A year ago, Nature published an educational booklet with the title 15 Evolutionary gems (as a resource for the Darwin Bicentennial). Number 2 gem is Tiktaalik a well-preserved fish that has been widely acclaimed as documenting the transition from fish to tetrapod. Tiktaalik was an elpistostegalian fish: a large, shallow-water dwelling carnivore with tetrapod affinities yet possessing fins. Unfortunately, until Tiktaalik, most elpistostegids remains were poorly preserved fragments.
"In 2006, Edward Daeschler and his colleagues described spectacularly well preserved fossils of an elpistostegid known as Tiktaalik that allow us to build up a good picture of an aquatic predator with distinct similarities to tetrapods - from its flexible neck, to its very limb-like fin structure. The discovery and painstaking analysis of Tiktaalik illuminates the stage before tetrapods evolved, and shows how the fossil record throws up surprises, albeit ones that are entirely compatible with evolutionary thinking."
How one of the Devonian animals might have made the tracks (Source BBC News)
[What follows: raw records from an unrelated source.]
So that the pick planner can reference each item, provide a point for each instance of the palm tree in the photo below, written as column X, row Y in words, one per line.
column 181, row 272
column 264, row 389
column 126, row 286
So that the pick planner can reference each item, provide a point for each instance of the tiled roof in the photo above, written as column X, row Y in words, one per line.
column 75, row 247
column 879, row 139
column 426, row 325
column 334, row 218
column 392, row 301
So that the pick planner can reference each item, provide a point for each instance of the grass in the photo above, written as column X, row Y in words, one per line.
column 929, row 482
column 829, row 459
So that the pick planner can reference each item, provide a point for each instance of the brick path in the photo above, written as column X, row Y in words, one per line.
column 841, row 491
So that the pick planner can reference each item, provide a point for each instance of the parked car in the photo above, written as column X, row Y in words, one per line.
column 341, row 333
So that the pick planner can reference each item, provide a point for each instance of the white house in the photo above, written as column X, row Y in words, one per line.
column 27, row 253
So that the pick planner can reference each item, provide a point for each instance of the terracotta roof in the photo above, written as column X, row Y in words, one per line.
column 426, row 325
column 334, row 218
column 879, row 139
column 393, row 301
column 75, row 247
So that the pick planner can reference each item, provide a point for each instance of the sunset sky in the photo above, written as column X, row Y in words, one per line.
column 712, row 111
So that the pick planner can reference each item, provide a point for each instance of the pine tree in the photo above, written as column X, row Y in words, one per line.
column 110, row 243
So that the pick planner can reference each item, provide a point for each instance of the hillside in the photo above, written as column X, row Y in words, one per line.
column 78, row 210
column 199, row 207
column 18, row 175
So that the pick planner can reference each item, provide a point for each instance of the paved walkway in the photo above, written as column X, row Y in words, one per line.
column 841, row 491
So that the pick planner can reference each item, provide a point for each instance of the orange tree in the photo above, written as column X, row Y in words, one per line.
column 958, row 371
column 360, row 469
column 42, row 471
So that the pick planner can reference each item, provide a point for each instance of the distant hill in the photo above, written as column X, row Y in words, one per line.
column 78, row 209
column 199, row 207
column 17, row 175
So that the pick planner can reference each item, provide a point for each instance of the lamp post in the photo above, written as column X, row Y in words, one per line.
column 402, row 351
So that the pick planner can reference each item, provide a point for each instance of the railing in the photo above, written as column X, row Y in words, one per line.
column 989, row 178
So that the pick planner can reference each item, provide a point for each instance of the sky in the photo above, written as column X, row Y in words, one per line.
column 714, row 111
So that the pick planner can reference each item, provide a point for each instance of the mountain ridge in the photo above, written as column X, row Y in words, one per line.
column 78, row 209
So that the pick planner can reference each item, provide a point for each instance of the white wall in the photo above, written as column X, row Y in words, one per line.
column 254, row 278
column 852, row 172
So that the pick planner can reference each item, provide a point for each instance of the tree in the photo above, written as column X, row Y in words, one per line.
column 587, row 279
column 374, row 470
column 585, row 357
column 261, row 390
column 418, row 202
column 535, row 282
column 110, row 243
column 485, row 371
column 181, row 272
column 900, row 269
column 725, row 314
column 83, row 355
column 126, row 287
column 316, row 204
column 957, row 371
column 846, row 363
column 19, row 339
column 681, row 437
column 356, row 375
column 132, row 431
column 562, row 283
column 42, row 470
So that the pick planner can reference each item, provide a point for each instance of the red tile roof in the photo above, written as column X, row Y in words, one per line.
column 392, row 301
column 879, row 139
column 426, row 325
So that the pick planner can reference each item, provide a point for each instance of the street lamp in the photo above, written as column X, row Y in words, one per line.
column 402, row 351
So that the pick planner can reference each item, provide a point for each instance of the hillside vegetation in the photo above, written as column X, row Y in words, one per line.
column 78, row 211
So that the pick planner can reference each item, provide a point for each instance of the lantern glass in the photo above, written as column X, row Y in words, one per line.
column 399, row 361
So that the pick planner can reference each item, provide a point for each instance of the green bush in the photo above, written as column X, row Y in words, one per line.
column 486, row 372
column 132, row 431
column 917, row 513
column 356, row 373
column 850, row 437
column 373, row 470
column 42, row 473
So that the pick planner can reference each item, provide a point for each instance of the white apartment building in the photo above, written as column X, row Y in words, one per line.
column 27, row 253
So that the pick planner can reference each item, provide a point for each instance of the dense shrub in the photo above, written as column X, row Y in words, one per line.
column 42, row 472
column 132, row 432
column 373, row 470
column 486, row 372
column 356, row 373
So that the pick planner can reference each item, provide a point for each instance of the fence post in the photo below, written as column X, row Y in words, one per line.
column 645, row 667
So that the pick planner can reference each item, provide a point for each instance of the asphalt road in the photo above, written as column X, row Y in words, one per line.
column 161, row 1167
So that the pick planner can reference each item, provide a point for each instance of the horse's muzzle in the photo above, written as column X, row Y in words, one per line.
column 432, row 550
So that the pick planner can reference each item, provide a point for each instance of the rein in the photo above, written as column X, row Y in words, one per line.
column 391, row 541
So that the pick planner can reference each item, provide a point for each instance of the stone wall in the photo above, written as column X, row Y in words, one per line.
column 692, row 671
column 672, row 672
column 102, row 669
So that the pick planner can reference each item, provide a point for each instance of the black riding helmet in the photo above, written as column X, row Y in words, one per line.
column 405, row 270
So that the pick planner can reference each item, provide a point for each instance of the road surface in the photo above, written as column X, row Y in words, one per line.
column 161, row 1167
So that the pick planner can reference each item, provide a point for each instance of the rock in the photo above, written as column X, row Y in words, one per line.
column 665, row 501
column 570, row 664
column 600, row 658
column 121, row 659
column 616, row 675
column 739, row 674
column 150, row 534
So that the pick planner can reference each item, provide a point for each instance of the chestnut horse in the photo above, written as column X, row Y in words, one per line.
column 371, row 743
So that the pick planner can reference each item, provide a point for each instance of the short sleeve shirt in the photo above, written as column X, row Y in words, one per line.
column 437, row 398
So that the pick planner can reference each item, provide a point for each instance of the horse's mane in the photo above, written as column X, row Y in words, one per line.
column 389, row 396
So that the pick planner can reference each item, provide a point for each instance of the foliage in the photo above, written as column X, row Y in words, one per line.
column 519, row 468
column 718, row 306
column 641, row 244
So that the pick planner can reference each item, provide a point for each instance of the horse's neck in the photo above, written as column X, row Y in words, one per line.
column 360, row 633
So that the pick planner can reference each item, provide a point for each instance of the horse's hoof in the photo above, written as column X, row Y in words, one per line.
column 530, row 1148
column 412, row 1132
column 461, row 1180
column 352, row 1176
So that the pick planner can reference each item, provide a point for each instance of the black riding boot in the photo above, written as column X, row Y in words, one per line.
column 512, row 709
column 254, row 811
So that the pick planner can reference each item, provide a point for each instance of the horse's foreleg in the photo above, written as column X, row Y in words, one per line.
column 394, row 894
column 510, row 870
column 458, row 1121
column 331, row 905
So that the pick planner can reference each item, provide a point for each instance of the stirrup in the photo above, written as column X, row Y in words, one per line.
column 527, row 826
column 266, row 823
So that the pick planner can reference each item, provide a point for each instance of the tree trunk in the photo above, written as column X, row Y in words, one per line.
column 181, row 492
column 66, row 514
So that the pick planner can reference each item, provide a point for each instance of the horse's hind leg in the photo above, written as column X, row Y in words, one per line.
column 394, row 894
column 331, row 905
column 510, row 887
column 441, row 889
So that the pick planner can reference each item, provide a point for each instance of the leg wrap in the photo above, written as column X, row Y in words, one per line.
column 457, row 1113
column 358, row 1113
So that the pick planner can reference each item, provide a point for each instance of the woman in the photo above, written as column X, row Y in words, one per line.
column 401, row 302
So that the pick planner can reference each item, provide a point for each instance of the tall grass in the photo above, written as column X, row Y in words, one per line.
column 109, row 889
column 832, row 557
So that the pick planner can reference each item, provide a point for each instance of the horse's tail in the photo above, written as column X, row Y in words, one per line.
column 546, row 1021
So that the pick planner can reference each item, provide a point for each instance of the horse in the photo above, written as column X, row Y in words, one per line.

Just when everyone thought that a consensus had emerged, a new fossil find is reported - throwing everything into the melting pot (again!). Trackways of an unknown tetrapod have been recovered from rocks dated 10 million years earlier than Tiktaalik. The authors say that the trackways occur in rocks that: "can be securely assigned to the lower-middle Eifelian, corresponding to an age of approximately 395 million years". At a stroke, this rules out not only Tiktaalik as a tetrapod ancestor, but also all known representatives of the elpistostegids. The arrival of tetrapods is now considered to be 20 million years earlier than previously thought and these tetrapods must now be regarded as coexisting with the elpistostegids. Once again, the fossil record has thrown up a big surprise, but this one is not "entirely compatible with evolutionary thinking". It is a find that was not predicted and it does not fit at all into the emerging consensus.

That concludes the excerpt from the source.